On the eve of the CITGO Bassmaster Elite Series Wildcard tournament held in Leesburg, Fla., last week, angler Lucy Mize stood on the verge of making BASS history.
After a successful season on the Mercury Marine Women's Bassmaster Tour presented by Triton Boats where she qualified for the inaugural Women's Bassmaster Tour Championship in February on Lake Mitchell- Mize found herself in position to earn her tour card for the 2007 Elite Series via the second-chance Wildcard tournament. She qualified for the Wildcard by finishing 35th in CITGO Bassmaster Northern Tour points.
With a top-10 performance in the Wildcard event, Mize would have become the first female pro to qualify for BASS' highest level of competition. And the possible distinction was not lost on the 45-year-old Arkansas angler.
"Isn't that neat?" Mize said when the feat was mentioned. "I've thought about it quite a bit, actually. It would be a dream come true, but I know there are other anglers out there that want that same dream. It's going to be hard to accomplish.
"I've been trying to get to this level seven or eight years. I've had some chances in the past and it's my own fault that I didn't do it."
Mize joked that she and husband Jimmy, who already qualified for the 2007 Elite Series, would have bought a double-decker boat trailer to travel together on the Elite Series next year.
"He told me that if I made it he would kick my tail next year," she said, laughing.
But as the Wildcard event unfolded, it was quickly apparent that Mize's dream would have to wait at least another year before materializing. She finished 49th with just 5 pounds, 11 ounces after two days of fishing on the Harris Chain.
"It was tough on me in practice and it just got tougher," Mize lamented.
More Mize news
You might recall that budding BASS angler Melinda Mize, daughter of Jimmy and Lucy, had her tournament plans put on hold due to National Guard duty she started last June. According to her mom, Melinda is enjoying a two-week break at home in Arkansas before she returns to the Middle East.
"She got to come home and we met in Orlando where we spent a couple of days together," Lucy said. "She goes back in two weeks [and will serve] until the end of June.
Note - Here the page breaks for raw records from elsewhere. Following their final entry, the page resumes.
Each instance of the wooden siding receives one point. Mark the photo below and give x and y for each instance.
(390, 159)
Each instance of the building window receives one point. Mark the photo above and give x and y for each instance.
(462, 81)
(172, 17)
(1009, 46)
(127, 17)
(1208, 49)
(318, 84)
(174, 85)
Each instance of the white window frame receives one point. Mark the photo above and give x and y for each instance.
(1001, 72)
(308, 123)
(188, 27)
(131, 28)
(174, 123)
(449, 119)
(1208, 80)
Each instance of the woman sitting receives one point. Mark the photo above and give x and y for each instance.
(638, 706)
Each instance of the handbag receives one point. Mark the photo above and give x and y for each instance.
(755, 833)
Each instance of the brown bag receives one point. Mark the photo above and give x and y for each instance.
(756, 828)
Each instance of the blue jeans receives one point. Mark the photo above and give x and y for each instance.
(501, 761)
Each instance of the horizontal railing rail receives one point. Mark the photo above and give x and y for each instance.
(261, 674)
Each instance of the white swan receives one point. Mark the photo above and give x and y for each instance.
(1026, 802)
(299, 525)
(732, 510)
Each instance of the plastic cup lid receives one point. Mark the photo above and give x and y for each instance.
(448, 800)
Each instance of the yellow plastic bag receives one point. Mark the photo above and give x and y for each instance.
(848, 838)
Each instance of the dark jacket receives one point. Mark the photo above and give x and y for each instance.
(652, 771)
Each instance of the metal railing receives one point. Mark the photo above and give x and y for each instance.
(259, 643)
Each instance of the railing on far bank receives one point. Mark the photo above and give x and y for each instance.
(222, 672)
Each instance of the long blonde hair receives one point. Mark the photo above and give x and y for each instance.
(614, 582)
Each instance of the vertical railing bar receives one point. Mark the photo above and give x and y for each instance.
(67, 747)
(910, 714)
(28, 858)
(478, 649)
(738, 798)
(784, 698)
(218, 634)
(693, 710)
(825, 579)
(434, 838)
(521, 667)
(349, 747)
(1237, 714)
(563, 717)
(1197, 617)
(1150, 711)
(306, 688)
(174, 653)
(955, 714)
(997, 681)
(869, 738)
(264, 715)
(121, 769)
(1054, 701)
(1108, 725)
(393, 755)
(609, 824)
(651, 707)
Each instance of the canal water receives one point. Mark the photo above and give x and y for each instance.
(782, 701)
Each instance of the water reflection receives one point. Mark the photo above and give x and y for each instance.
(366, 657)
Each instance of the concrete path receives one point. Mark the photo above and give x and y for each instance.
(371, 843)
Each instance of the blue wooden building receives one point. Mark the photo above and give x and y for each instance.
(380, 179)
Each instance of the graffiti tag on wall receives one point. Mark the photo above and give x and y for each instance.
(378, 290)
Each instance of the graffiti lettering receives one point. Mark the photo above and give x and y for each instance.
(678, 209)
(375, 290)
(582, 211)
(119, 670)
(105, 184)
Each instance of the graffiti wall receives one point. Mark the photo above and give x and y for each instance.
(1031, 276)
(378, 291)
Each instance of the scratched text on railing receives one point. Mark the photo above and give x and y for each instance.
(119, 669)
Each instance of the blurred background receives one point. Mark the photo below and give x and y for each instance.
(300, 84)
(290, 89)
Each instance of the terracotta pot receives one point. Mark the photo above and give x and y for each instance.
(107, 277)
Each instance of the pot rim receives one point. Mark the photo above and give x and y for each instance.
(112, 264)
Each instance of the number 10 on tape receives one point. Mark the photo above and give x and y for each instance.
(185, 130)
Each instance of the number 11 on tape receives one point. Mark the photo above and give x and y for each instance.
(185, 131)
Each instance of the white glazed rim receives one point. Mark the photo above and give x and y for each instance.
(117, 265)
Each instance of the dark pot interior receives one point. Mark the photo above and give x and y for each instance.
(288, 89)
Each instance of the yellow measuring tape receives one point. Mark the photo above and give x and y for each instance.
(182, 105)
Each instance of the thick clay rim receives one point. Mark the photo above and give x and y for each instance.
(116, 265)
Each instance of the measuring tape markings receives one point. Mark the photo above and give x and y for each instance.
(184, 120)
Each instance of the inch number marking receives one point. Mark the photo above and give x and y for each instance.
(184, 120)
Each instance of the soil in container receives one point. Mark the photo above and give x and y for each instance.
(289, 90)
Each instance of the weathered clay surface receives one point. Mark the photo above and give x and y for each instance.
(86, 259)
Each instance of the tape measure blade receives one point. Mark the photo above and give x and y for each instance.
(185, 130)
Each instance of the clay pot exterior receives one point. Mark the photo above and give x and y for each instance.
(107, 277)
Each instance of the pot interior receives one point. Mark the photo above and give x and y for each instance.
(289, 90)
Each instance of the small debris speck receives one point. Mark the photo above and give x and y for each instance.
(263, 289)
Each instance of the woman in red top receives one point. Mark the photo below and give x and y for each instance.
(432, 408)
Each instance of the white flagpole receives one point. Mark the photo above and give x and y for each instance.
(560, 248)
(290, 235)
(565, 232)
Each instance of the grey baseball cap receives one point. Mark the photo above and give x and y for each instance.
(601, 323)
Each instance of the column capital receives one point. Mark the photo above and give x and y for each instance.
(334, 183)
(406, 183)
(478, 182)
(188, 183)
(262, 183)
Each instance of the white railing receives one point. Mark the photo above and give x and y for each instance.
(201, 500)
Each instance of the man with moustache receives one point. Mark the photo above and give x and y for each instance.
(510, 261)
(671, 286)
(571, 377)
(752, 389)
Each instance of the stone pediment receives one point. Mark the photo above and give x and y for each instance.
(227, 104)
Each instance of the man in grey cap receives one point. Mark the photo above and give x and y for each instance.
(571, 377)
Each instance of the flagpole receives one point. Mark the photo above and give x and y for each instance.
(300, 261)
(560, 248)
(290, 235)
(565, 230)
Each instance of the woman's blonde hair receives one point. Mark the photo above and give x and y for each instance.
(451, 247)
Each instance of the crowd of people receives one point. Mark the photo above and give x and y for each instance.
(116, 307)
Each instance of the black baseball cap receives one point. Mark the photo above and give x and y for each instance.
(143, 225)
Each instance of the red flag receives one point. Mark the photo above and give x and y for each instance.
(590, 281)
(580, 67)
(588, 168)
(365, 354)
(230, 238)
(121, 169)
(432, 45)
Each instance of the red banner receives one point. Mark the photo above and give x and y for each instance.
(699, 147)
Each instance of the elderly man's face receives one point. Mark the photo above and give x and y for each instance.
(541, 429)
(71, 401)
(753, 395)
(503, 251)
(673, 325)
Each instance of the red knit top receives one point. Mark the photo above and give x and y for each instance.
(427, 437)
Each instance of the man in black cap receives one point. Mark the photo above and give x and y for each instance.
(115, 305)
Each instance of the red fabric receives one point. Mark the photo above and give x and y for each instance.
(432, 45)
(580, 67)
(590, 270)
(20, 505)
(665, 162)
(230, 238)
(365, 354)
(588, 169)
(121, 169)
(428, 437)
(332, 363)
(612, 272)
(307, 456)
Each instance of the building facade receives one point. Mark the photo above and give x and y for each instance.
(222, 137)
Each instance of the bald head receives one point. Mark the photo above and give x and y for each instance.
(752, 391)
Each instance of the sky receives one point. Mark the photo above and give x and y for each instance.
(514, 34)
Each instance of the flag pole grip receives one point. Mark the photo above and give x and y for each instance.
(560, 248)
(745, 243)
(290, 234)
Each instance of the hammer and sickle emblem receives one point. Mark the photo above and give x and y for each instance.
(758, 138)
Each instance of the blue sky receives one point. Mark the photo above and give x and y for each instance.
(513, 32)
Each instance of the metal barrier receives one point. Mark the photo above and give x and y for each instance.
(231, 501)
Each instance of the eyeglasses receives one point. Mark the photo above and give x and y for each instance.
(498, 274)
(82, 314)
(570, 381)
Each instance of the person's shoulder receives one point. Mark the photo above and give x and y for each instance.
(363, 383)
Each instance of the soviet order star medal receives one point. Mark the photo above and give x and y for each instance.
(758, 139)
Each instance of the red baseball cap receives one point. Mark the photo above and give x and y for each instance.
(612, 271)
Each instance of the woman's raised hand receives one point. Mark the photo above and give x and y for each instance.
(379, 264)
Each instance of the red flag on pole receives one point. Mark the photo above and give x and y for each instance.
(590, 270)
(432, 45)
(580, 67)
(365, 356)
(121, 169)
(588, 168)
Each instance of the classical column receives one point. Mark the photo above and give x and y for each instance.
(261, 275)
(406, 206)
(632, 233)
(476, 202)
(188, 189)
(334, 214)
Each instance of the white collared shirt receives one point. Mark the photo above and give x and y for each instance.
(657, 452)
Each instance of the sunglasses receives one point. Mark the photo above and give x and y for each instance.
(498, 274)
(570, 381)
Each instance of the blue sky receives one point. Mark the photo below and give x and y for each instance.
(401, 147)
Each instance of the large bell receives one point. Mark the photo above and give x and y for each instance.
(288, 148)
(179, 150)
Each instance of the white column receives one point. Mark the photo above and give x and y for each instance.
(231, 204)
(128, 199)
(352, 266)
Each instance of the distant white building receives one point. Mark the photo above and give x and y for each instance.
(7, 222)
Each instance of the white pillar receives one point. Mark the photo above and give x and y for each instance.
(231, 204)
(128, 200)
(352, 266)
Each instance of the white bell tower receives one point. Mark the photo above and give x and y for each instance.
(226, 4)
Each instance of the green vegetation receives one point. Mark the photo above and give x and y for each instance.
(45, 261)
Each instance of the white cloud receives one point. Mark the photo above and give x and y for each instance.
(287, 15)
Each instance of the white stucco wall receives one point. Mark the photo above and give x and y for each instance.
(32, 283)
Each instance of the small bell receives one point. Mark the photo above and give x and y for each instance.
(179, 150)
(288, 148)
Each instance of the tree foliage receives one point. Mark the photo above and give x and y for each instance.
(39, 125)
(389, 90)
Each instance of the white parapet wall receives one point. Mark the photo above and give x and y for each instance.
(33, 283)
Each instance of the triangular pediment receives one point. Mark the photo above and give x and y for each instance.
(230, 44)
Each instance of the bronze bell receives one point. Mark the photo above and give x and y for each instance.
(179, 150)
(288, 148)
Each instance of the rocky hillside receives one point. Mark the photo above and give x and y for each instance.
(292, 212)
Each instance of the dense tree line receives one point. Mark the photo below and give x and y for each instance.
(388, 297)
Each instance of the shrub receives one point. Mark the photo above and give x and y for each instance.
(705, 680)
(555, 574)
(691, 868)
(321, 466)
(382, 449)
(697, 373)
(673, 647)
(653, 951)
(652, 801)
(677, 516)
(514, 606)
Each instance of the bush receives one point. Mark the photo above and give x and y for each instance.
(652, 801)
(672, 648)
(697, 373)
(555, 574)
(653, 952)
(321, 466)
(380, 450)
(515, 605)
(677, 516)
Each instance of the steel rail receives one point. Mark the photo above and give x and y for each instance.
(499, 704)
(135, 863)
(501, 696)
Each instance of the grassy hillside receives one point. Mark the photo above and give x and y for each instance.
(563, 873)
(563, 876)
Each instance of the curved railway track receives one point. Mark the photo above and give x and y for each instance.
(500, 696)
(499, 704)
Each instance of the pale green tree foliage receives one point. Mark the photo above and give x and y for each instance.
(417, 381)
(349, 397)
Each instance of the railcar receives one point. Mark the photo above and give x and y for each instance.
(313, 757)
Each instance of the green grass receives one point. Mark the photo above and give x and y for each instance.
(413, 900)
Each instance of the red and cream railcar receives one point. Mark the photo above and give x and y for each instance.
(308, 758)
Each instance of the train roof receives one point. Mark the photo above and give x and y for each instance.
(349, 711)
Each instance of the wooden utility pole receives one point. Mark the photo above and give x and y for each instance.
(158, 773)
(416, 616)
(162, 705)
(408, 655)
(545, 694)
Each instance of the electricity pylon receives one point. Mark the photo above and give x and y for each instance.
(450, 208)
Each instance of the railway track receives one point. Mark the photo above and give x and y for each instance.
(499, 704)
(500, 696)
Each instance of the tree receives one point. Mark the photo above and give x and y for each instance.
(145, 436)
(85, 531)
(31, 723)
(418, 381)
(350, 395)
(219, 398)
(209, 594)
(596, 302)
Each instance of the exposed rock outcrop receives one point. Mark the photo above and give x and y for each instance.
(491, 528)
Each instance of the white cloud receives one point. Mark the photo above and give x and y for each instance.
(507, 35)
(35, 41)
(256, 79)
That is a long time. It's going to be really hard to let her go this time."
At just about every BASS event you will find some interesting pairings between the pros and their co-angler partners. Case in point: Florida's Larry Gaines, a retired Army veteran, was paired with Valeri Timofeev, a former Russian officer of Pennsylvania, on the first day of the Wildcard event.
"I don't know if this has ever happened in a BASS tournament but this demonstrates how popular this sport is," Gaines told the crowd in Leesburg. "Where else can you find a United States Airforce aircraft mechanic fishing in the same boat with a retired Russian tank driver?
"The best part of the story is we both had a wonderful day out there. We had a few laughs and shared stories I doubt many soldiers get to hear."
Gary Klein and Charlie Youngers Elite Series boats' featured colorful designs promoting the Professional Rodeo Cowboys Association's Xtreme Bulls Tour. That seems appropriate considering the famous rough boat rides in bass fishing.
If I hadn't become a BASS pro…
Veteran North Carolina pro Guy Eaker, 66, would likely be considering retirement from his position of supervisor at Carolina Freight in Cherryville. Eaker will turn 67 on Nov. 23.
They said it
"It's been a long year for us. We started in February and here we are, 11 tournaments later. A lot of us are simply worn out. Most of us have driven at least 35,000 miles this year, and that alone takes a toll on you. Sometimes, it seems like we're just glorified truck drivers, but then we get to a fishery and realize we're not. An intense love of fishing has kept me going. I love this lifestyle. I'd rather make $1,000 fishing than $100,000 doing something else." —Veteran pro Byron Velvick summarizes his 2006 Elite Series season for The Leesburg Daily Commercial newspaper. He finished 34th in the Wildcard.